The Pennsylvania Supreme Court struck down a portion of Act 13, the controversial 2012 update of the state’s oil and gas law, finding that the law violated the Pennsylvania Constitution. The court ruled that the law can’t force municipalities to zone to allow gas development activities that they determine would be harmful. The ruling also dealt with complaints that the law prevented doctors from following their duties to report medical findings.
Article I Section 27 of the Pennsylvania Constitution (the environmental rights clause) reads as follows:
The people have a right to clean air, pure water, and to the preservation of the natural, scenic, historic and esthetic values of the environment. Pennsylvania’s public natural resources are the common property of all the people, including generations yet to come. As trustee of these resources, the Commonwealth shall conserve and maintain them for the benefit of all the people.
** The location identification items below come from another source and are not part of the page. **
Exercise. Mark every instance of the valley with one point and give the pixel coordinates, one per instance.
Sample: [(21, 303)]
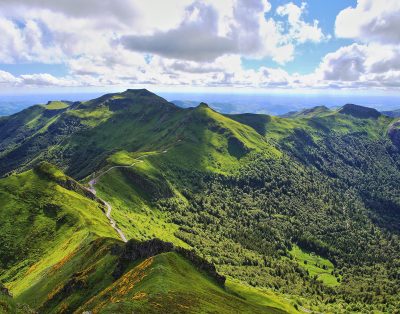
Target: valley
[(128, 203)]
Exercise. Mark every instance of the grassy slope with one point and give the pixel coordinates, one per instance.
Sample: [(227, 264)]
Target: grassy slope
[(167, 283), (41, 223), (316, 266)]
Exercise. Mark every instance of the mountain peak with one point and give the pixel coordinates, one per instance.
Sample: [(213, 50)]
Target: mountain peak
[(139, 92), (203, 105), (360, 111)]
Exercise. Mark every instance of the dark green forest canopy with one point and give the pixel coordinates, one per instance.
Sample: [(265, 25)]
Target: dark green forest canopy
[(306, 206)]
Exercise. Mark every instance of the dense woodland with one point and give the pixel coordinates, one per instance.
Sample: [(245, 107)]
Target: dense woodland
[(306, 206), (335, 198)]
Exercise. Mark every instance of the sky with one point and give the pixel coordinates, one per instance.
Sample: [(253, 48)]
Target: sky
[(249, 46)]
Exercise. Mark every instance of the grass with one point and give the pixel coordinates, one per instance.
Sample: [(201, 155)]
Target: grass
[(316, 266), (132, 211), (41, 223), (258, 296), (56, 105), (167, 283)]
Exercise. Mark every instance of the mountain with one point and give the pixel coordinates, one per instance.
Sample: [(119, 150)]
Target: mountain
[(360, 111), (393, 113), (299, 213)]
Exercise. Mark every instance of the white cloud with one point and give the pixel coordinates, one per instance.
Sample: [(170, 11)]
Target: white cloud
[(194, 43), (299, 30), (370, 21)]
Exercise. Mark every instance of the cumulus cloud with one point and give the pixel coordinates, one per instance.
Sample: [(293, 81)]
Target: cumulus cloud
[(370, 21), (299, 30), (196, 38), (194, 43)]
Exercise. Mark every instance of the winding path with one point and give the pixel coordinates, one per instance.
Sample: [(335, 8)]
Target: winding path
[(109, 207)]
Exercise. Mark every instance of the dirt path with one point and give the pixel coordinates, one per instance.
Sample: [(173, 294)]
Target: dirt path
[(92, 189)]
The Court’s majority opinion states that:
To describe this case simply as a zoning or agency discretion matter would not capture the essence of the parties’ fundamental dispute regarding Act 13. Rather, at its core, this dispute centers upon an asserted vindication of citizens’ rights to quality of life on their properties and in their hometowns, insofar as Act 13 threatens degradation of air and water, and of natural, scenic, and esthetic values of the environment, with attendant effects on health, safety, and the owners’ continued enjoyment of their private property. The citizens’ interests, as a result, implicate primarily rights and obligations under the Environmental Rights Amendment.